Saturday, 8 December 2018


Vancouver Writing: Earle Birney


About me the night       moonless      wimples the mountains
wraps ocean      land      air      and mounting
sucks at the stars      The city      throbbing below
webs the sable peninsula      The golden
strands overleap the seajet      by bridge and buoy
vault the shears of the inlet      climb the woods
toward me      falter      and halt      Across to the firefly
haze of a ship on the gulps erased horizon
roll the lambent spokes of a lighthouse

Through the feckless years we have come to the time
when to look on this quilt of lamps is a troubling delight
Welling from Europe's bog      through Africa flowing
and Asia      drowning the lonely lumes on the oceans
tiding up over Halifax      now to this winking
outpost comes flooding the primal ink

On this mountain's brutish forehead with terror of space
I stir      of the changeless night and the stark ranges
of nothing      pulsing down from beyond and between
the fragile planets      We are a spark beleaguered
by darkness      this twinkle we make in a corner of emptiness
how shall we utter our fear that the black Experimentress
will never in the range of her microscope find it?      Our Phoebus
himself is a bubble that dries on Her slide      while the Nubian
wears for an evening's whim a necklace of nebulae

Yet we must speak      we the unique glowworms
Out of the waters and rocks of our little world
we conjured these flames      hooped these sparks
by our will      From blankness and cold we fashioned stars
to our size      and signalled Aldebaran
This must we say      whoever may be to hear us
if murk devour      and none weave again in gossamer:

                                                These rays were ours
we made and unmade them      Not the shudder of continents
doused us      the moon's passion      nor crash of comets
In the fathomless heat of our dwarfdom      our dream's combustion
we contrived the power      the blast that snuffed us
No one bound Prometheus      Himself he chained
and consumed his own bright liver      O stranger
Plutonian      descendant      or beast in the stretching night--
there was light

- 1941

Earle Birney: from Fall by Fury

Friday, 7 December 2018


Vancouver Writing: Earle Birney



a hundred million years
for mountains to heave
suffer valleys
the incubus of ice
grow soil-skin

twenty thousand for firs to mass
send living shafts out of rock


with saw of flame
vice of thong
jade axe
the first builders contrived their truce
with sea and hill

out of high cedar slid the longboats
out of sweet wood the windslivered homes
set tight against the rain's thin fingers
a prose for endurance

out of human fear and joy
came the Shapes beyond lust
the Fin totemic
the incomputable rhythms
the song beyond need


set down a century only
for the man on the spar-top
the pelt of pavement
quick thicket of boxes
the petrified phalli
out of the stone

in the screaming chainsaws
we hushed the old dreamers
in the hullabaloo of bulldozers
dynamite dynamo crane dredge combustion
buried them deeper than all computation

walking alone now
in the grandiloquent glitter
we are lost for a way
for a line
bent for the mere eye's pleasure
a form beyond need

is there a rhythm drumming from vision?
shall we tower into art     or ashes?

it is our dreams will decide
& we are their Shapers

-Earle Birney: Vancouver Soul of a City

Thursday, 6 December 2018


Vancouver Writing: Ethel Wilson


You can drive from Vancouver to New Westminster along a highway bright with motor hotels, large motor car parks, small shops, factories of various sizes.

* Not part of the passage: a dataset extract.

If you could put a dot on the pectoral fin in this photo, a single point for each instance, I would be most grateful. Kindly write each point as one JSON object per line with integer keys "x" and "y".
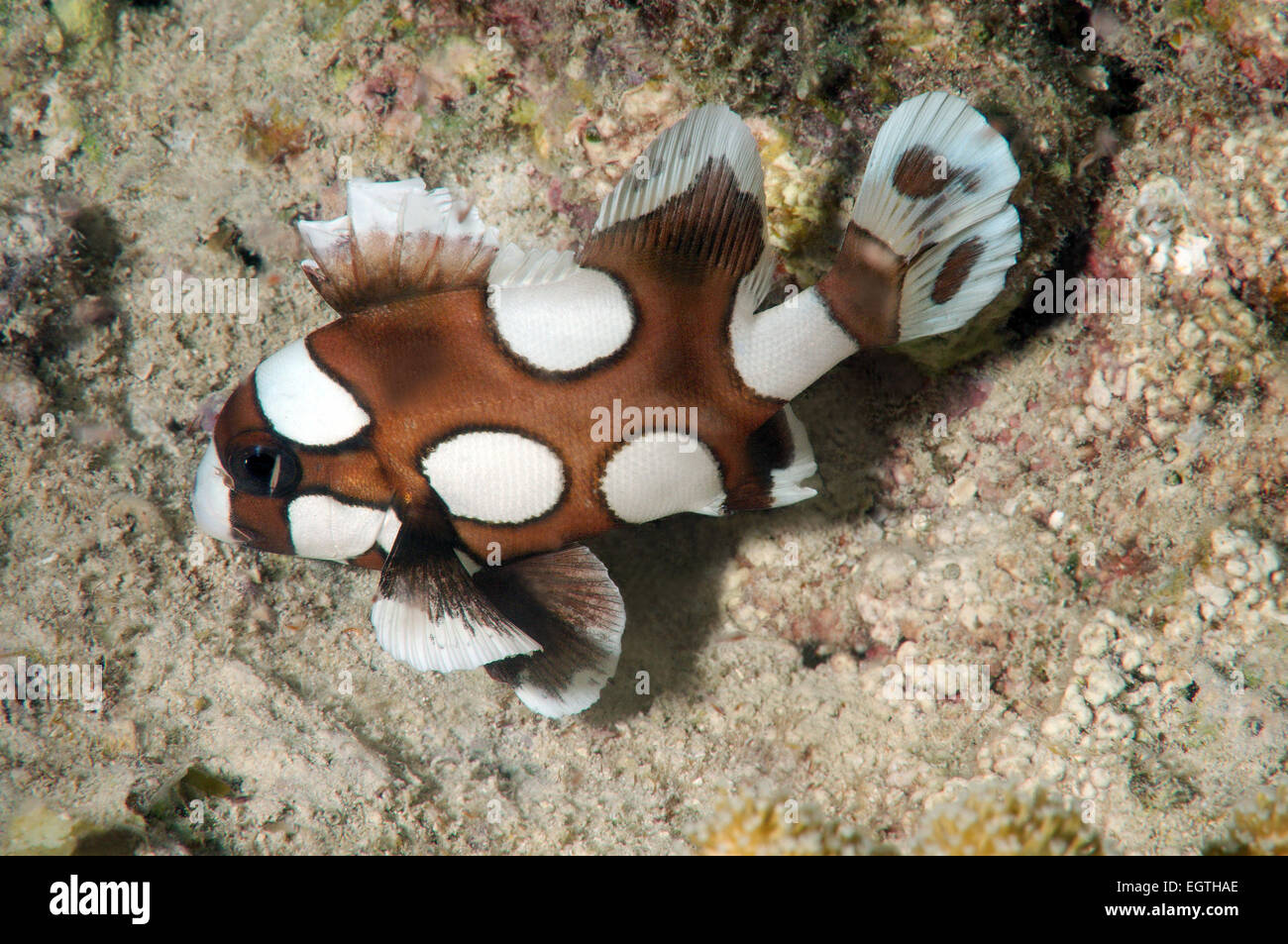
{"x": 430, "y": 614}
{"x": 566, "y": 601}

At night everything is bright with lights and Neon dazzle. In the daytime you will see that some of these motor hotels are set in old orchards, and among the rows of neat homogeneous dwellings stand old cherry trees, sprawling and frothing with white blossoms in the spring. Later, when the blossoms fall, the gnarled trees in their ingenuous beauty remind the urbanites and suburbanites, speeding past, of another kind of place. The delicate impression is crowded out and vanishes, obliterated by every modern convenience.

-Ethel Wilson: from Swamp Angel 

The swamp angel was an 8-inch 200 pound gun used during the US Civil War circa 1863; also, the name of a small revolver manufactured by Forehand and Wadsworth.